После этого ее тянет выяснить у окружающих, какое место занимает ее возлюбленный
в мировом творческом процессе. В девяти случаях из десяти диспут перерастает
в драку.
Еще один присутствующий здесь, яростно
стремящийся к известности керамист с сальной внешностью и редкой фамилией
- Брежнев. И, наконец, Лиза, с разбитыми очками в руках, растерянно оглядывающаяся
вокруг в поисках поддержки или хотя бы сочувствия.
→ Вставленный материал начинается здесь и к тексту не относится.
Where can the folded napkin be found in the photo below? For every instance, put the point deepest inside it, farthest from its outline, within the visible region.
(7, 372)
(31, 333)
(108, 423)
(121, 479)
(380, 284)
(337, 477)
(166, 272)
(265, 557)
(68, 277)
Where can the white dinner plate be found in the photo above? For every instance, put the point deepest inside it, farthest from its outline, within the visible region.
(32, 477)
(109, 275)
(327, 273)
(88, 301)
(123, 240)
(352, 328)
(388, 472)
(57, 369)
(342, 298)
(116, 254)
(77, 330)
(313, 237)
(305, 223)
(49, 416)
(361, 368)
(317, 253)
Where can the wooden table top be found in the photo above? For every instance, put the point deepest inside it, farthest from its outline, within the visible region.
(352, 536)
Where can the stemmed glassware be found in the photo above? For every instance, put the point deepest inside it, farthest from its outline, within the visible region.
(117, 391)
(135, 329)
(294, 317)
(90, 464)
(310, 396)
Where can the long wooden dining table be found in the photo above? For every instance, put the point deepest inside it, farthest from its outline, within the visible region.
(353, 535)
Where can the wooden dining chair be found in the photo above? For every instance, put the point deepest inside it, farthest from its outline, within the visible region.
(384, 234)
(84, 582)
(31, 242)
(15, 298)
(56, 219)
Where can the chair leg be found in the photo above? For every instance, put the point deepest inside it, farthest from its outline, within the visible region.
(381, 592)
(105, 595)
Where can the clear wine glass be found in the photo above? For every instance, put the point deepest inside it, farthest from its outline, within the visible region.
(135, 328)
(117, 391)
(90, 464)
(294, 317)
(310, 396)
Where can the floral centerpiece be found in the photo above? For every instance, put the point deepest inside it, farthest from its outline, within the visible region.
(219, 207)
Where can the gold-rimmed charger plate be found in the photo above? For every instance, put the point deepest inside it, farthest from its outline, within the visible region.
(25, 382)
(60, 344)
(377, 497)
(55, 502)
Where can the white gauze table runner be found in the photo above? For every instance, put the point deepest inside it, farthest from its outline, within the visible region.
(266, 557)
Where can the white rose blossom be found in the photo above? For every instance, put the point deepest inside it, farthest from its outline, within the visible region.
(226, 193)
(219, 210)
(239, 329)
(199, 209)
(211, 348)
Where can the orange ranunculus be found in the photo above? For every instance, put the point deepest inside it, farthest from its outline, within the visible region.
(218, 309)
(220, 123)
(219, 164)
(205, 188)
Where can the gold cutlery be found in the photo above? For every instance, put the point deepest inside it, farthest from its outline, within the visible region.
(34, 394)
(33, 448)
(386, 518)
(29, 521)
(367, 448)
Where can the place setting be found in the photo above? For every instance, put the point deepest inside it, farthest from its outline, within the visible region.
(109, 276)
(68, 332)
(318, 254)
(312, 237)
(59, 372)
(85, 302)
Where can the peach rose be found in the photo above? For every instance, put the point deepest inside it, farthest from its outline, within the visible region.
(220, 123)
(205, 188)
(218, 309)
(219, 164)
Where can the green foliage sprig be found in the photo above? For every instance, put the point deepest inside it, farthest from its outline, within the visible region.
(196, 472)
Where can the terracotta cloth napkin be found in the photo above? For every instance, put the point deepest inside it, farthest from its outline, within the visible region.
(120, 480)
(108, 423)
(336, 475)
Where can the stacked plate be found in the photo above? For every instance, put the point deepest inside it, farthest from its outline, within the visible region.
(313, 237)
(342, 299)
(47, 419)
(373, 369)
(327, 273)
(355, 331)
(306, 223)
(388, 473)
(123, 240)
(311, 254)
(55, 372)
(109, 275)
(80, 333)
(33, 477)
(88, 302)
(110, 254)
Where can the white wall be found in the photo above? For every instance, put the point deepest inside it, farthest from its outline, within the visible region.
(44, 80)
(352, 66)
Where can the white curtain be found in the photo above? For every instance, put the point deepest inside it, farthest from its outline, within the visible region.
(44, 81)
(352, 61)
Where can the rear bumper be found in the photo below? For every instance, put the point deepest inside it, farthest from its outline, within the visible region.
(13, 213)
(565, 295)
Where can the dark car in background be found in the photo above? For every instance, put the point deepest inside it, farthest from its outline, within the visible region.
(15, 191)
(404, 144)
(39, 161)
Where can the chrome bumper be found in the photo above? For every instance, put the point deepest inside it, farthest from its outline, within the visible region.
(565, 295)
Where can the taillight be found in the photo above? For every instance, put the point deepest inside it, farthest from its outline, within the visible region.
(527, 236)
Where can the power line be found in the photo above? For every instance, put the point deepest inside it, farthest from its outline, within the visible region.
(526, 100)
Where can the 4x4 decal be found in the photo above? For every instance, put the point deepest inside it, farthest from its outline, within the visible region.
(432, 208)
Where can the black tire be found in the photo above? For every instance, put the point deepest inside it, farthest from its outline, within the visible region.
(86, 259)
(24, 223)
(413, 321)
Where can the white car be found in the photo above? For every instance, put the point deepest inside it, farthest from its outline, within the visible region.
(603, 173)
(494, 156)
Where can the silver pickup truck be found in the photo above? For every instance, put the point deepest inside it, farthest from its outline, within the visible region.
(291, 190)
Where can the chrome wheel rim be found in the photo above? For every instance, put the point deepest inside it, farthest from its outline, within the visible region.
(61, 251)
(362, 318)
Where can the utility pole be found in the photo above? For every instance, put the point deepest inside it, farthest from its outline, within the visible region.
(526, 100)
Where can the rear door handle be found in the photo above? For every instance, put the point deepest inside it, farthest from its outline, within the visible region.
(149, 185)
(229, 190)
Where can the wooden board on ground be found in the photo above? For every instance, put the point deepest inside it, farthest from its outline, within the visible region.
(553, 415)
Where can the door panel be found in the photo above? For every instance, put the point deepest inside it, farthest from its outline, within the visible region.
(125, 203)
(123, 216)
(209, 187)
Бедная моя Лиза, тридцатисемилетняя
гримерша местного ТЮЗа с чудными карими, уже окруженными мелкой сетью морщинок
глазами.
- Ничего, - скажет она, приближая
лицо к зеркалу и подтягивая кожу на висках пальцами, - еще вполне можно
пользоваться. Только где найти этого миллионера? В принципе он мне, конечно,
не нужен, но когда я думаю, что тридцатого числа мне надо отдать четвертак
за квартиру, четвертак - рассрочку за телевизор, сороковник долга за духи
и еще все эти троечки и пятерочки, которые я должна всем знакомым и незнакомым,
то я начинаю понимать, что миллионер - это единственный выход.
- A зарплата?
- Ты называешь это зарплатой?! Мне
ее хватает на два дня. Ну, пусть на три. Нет, с зарплатой это ничего общего
не имеет.
- A педикюры?
- A, перестань! Если честно, так ты
знаешь, сколько у меня клиентов? Человек пять, но их надо видеть. Например,
старуху Бродскую. Ты себе не представляешь ее ноги. После нее я чувствую
себя как слесарь-фрезеровщик после ночной смены.
Глядя на свою непрактичную подругу,
Нинон только усмехается самым краешком губ.
- Ненормальный, - повторяет Лиза.
- Я отдала за эти очки последние тридцать пять рублей. Зачем ты сделал
это? Отвечай!
- Скажи спасибо, что я тебя вообще
не убил.
Брежнев смеется. Он не любит Лизу.
После того как она отказалась спать с ним, он считает ее стервой и дурой.
Кряхтя Эдиган пристраивает кости к
неровностям бетона, закрыв глаза, отдается зною. Мысль о том, чтобы пойти
окунуться, вспыхивает в мутнеющем сознании слабым огоньком и гаснет, задохнувшись.
Жарко.
Вчера у Эдигана были гости. Брежнев
принес трехлитровую бутыль самогона, в изготовление которого он вкладывает
все лучшее, что остается в нем от производства глиняных козликов. Эдиган
был в числе тех, кто добрался до дна этой бутыли, и теперь испытывает такой
упадок сил, что заплатил бы кому-нибудь рубчик, чтобы только его снесли
в море и присмотрели минут пять, пока он покачается на освежающих волнах.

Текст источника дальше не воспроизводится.